Turning Technical Handbooks into Blog Posts with Generative AI
Introduction
Creating technical documentation and crafting blog posts to communicate the same solutions to a wider audience require distinct skill sets. While an engineering firm may excel at the former, it may lack expertise in the latter. Fortunately, recent advances in generative AI offer a solution that doesn’t require hiring a dedicated content agency. Our proposed solution leverages the company’s knowledge base through a set of technical documents and the company’s desired communication style using previously written blog posts or textual descriptions. This enables us to produce new posts entirely generated and quality-checked by generative AI models, which have honed their writing skills from a vast quantity of training texts.
Challenges in Converting Technical Handbooks
The aim of a technical handbook is to convey its contents to experts. For this reason, it often employs various visual and layout techniques to arrange the information in a limited space. Textual AI models lack the ability to interpret visual cues and require careful reformatting of the input document. Strategies like fixed-rule layout parsing or visual AI models like Google Document OCR address the challenge.
Generative AI for Content Generation
Generating useful content is more than simply instructing a Large Language Model (LLM) to write a blog post based on a technical document. Our solution comprises multiple steps, each executed through a series of distinct LLM prompts. When provided with a technical document as a reference for the blog, we first analyze the company’s previous posts to determine its writing style and possibly adapt it to match the desired tone for the current blog post. This style serves as the foundation for all subsequent prompts. Then we generate a suitable table of contents for the blog post and proceed to fill each section with relevant technical information. Once the blog post is complete, we conduct a stylistic and content review, which guides us in rewriting the post in its entirety.

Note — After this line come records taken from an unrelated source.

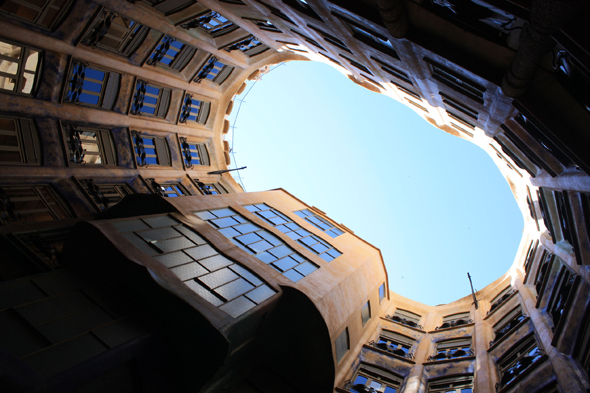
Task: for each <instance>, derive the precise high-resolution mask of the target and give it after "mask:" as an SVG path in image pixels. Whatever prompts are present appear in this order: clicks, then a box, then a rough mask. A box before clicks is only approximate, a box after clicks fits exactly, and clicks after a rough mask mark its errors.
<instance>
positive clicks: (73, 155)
mask: <svg viewBox="0 0 590 393" xmlns="http://www.w3.org/2000/svg"><path fill="white" fill-rule="evenodd" d="M64 128H65V130H66V131H65V133H66V135H67V140H66V142H67V146H68V152H69V155H70V163H72V164H83V165H117V156H116V154H115V144H114V142H113V138H112V136H111V132H110V131H109V130H99V129H92V128H84V127H76V126H74V125H66V126H64Z"/></svg>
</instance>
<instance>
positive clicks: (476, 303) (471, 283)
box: [467, 272, 477, 310]
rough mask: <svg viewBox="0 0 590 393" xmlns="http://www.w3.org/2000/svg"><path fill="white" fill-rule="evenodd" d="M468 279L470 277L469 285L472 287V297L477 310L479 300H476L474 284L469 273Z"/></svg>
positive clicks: (475, 308)
mask: <svg viewBox="0 0 590 393" xmlns="http://www.w3.org/2000/svg"><path fill="white" fill-rule="evenodd" d="M467 277H469V284H470V285H471V295H472V296H473V304H475V309H476V310H477V299H476V298H475V292H473V283H472V282H471V276H470V275H469V272H467Z"/></svg>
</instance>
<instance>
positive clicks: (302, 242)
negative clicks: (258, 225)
mask: <svg viewBox="0 0 590 393" xmlns="http://www.w3.org/2000/svg"><path fill="white" fill-rule="evenodd" d="M244 207H245V208H246V209H248V210H250V211H251V212H253V213H255V214H256V215H257V216H259V217H260V218H262V219H263V220H265V221H266V222H268V223H269V224H271V225H273V226H274V227H275V228H276V229H278V230H279V231H281V232H283V233H284V234H286V235H287V236H289V237H290V238H291V239H293V240H295V241H297V242H298V243H299V244H301V245H302V246H304V247H305V248H307V249H308V250H309V251H311V252H313V253H314V254H317V255H319V256H320V258H322V259H323V260H324V261H326V262H331V261H333V260H334V259H336V258H338V257H339V256H340V255H342V253H341V252H340V251H338V250H337V249H335V248H334V247H332V245H330V244H329V243H328V242H326V241H325V240H322V239H320V238H319V237H317V236H315V235H312V234H311V233H310V232H308V231H306V230H305V229H303V228H301V227H300V226H299V225H297V224H295V223H294V222H293V221H292V220H291V219H290V218H289V217H287V216H285V215H284V214H282V213H280V212H279V211H277V210H275V209H272V208H271V207H270V206H268V205H266V204H264V203H260V204H258V205H249V206H244Z"/></svg>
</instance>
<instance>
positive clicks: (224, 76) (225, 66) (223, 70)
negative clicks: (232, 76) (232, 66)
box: [213, 65, 234, 85]
mask: <svg viewBox="0 0 590 393" xmlns="http://www.w3.org/2000/svg"><path fill="white" fill-rule="evenodd" d="M233 70H234V67H232V66H228V65H226V66H224V67H223V68H222V69H221V71H219V73H218V74H217V76H216V77H215V78H214V79H213V82H215V83H217V84H219V85H220V84H222V83H223V82H225V80H226V79H227V77H228V76H229V75H230V74H231V73H232V71H233Z"/></svg>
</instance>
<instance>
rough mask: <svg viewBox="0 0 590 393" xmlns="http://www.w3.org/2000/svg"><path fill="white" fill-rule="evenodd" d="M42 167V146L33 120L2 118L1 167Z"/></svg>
mask: <svg viewBox="0 0 590 393" xmlns="http://www.w3.org/2000/svg"><path fill="white" fill-rule="evenodd" d="M18 164H30V165H41V146H40V144H39V135H38V134H37V127H36V126H35V122H34V121H33V120H31V119H22V118H16V117H0V165H18Z"/></svg>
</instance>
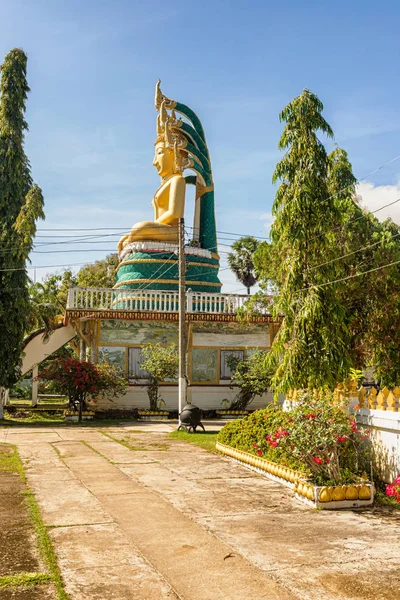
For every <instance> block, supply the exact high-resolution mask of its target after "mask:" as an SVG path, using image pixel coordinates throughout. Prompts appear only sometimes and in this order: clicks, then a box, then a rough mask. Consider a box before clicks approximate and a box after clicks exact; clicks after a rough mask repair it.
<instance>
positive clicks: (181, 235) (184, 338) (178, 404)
mask: <svg viewBox="0 0 400 600" xmlns="http://www.w3.org/2000/svg"><path fill="white" fill-rule="evenodd" d="M178 265H179V392H178V394H179V395H178V414H179V424H178V427H179V426H180V424H181V418H180V414H181V412H182V408H183V407H184V406H185V404H186V339H185V338H186V335H185V302H186V297H185V296H186V294H185V271H186V265H185V221H184V219H179V252H178Z"/></svg>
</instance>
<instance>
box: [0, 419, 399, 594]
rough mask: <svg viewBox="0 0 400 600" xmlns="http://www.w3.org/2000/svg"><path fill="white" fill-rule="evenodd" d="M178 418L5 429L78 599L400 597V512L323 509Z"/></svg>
mask: <svg viewBox="0 0 400 600" xmlns="http://www.w3.org/2000/svg"><path fill="white" fill-rule="evenodd" d="M172 429H173V425H169V424H161V423H160V424H150V423H148V424H142V425H139V424H134V425H133V424H132V425H125V424H124V425H122V424H121V425H120V426H119V427H109V428H104V430H101V429H97V428H90V429H89V428H79V427H77V428H73V429H72V428H64V427H57V428H56V427H54V428H35V429H33V428H32V429H29V428H14V427H13V428H10V429H8V430H3V431H2V430H0V441H7V442H11V443H13V444H16V445H17V447H18V450H19V453H20V456H21V458H22V460H23V463H24V466H25V470H26V475H27V478H28V483H29V486H30V488H31V489H32V490H33V492H34V493H35V496H36V498H37V501H38V503H39V506H40V509H41V513H42V517H43V521H44V523H45V524H46V526H47V527H48V530H49V533H50V536H51V539H52V541H53V544H54V547H55V550H56V552H57V555H58V561H59V566H60V569H61V573H62V576H63V579H64V581H65V585H66V589H67V592H68V594H69V597H70V598H71V600H106V599H108V598H116V599H118V600H125V599H126V600H128V599H129V600H132V599H134V600H136V599H137V600H167V599H168V600H243V599H246V600H278V599H279V600H322V599H323V600H393V598H398V597H400V513H399V512H397V513H396V512H392V511H391V510H390V509H388V508H385V507H374V508H372V509H363V510H350V511H317V510H314V509H312V508H310V507H308V506H306V505H303V504H301V503H299V502H298V501H297V500H296V499H295V498H294V495H293V493H292V491H291V490H289V489H287V488H283V487H282V486H281V485H280V484H278V483H276V482H274V481H271V480H269V479H266V478H264V477H261V476H258V475H257V474H255V473H253V472H252V471H250V470H248V469H246V468H244V467H243V466H241V465H238V464H237V463H234V462H233V461H231V460H230V459H228V458H226V457H223V456H220V455H218V454H215V453H210V452H207V451H205V450H203V449H202V448H199V447H197V446H193V445H192V444H187V443H184V442H182V441H180V440H175V439H172V438H170V437H168V435H167V434H168V431H170V430H172ZM24 568H25V567H24ZM6 597H7V596H6ZM31 597H32V598H34V596H31ZM43 597H44V598H46V596H43ZM10 598H12V596H10ZM20 598H21V600H23V598H24V597H23V596H21V597H20ZM29 598H30V597H29ZM38 598H39V597H38ZM0 600H2V596H1V595H0ZM35 600H36V599H35Z"/></svg>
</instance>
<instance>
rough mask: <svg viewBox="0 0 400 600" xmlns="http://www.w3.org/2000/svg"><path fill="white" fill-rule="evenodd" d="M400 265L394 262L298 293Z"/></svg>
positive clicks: (311, 288)
mask: <svg viewBox="0 0 400 600" xmlns="http://www.w3.org/2000/svg"><path fill="white" fill-rule="evenodd" d="M398 264H400V260H395V261H394V262H391V263H388V264H386V265H381V266H380V267H375V268H373V269H369V270H368V271H362V272H361V273H355V274H354V275H348V276H347V277H341V278H340V279H335V280H334V281H327V282H326V283H318V284H316V285H310V286H308V287H306V288H303V289H301V290H298V292H297V293H300V292H306V291H307V290H310V289H312V288H320V287H326V286H327V285H333V284H334V283H340V282H341V281H347V280H348V279H354V277H360V276H361V275H368V273H373V272H374V271H380V270H381V269H386V267H393V266H394V265H398Z"/></svg>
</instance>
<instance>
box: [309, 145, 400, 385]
mask: <svg viewBox="0 0 400 600" xmlns="http://www.w3.org/2000/svg"><path fill="white" fill-rule="evenodd" d="M328 160H329V176H328V189H329V193H330V194H331V195H333V196H334V198H335V202H336V204H337V208H338V210H339V212H340V214H341V226H340V227H339V228H337V229H336V230H334V231H332V232H331V233H330V237H331V241H332V244H334V245H335V246H336V247H337V248H338V249H339V256H338V260H337V261H335V266H336V277H337V278H342V277H346V276H348V275H356V274H357V273H361V272H363V271H369V270H371V269H374V268H377V267H380V266H382V265H385V264H390V263H396V262H397V261H399V260H400V228H399V226H398V225H396V224H395V223H393V221H391V220H390V219H387V220H386V221H384V222H383V223H381V222H380V221H379V220H378V219H377V218H376V217H375V216H374V215H373V214H371V213H370V212H368V211H366V210H363V209H362V208H361V207H360V206H359V204H358V202H357V199H356V190H355V178H354V176H353V174H352V168H351V164H350V162H349V160H348V157H347V153H346V152H345V151H344V150H342V149H341V148H336V149H335V150H334V151H333V152H331V154H330V155H329V157H328ZM319 268H320V269H323V268H324V265H323V266H321V267H319ZM340 293H341V301H342V303H343V304H344V306H345V307H346V313H347V322H348V327H349V331H350V334H351V342H350V352H351V357H352V362H353V364H354V365H356V366H357V367H358V368H363V367H365V366H369V365H372V366H373V367H374V371H375V374H376V377H377V378H379V379H380V380H381V383H382V384H384V385H388V386H391V387H394V386H396V385H398V383H399V381H400V364H399V361H398V356H399V354H400V339H399V336H398V331H399V329H400V265H399V264H394V265H392V266H390V267H387V268H385V269H379V270H377V271H373V272H371V273H368V274H366V275H362V276H360V277H354V278H353V279H349V280H348V281H346V284H345V286H344V287H343V289H342V290H341V292H340Z"/></svg>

Evaluating the Quality of Generated Content
Anyone who has used generative AI is aware that the generated text is not always correct, coherent, or well-written, especially when the assignment is complex. For this reason, it is essential to have the capability to evaluate the AI-generated content, identifying mistakes, contradictions, and stylistic or semantic inconsistencies. We have found that, with the appropriate prompts, Large Language Models (LLMs) can provide a significant initial distinction between good and poor-quality posts. Our primary evaluation criteria include:
- Ensuring strict adherence to the desired writing style
- Verifying that the content in the technical document has been rephrased and not simply copied and pasted
- Assessing various textual coherence parameters, such as logical, grammatical, and structural coherence
- Avoiding excessive repetitions of the same sentence structures
- Confirming the inclusion of all key entities from the technical documents in the final post
We have found that, with the appropriate prompts, an LLM can provide a significant initial distinction between good and poor-quality posts.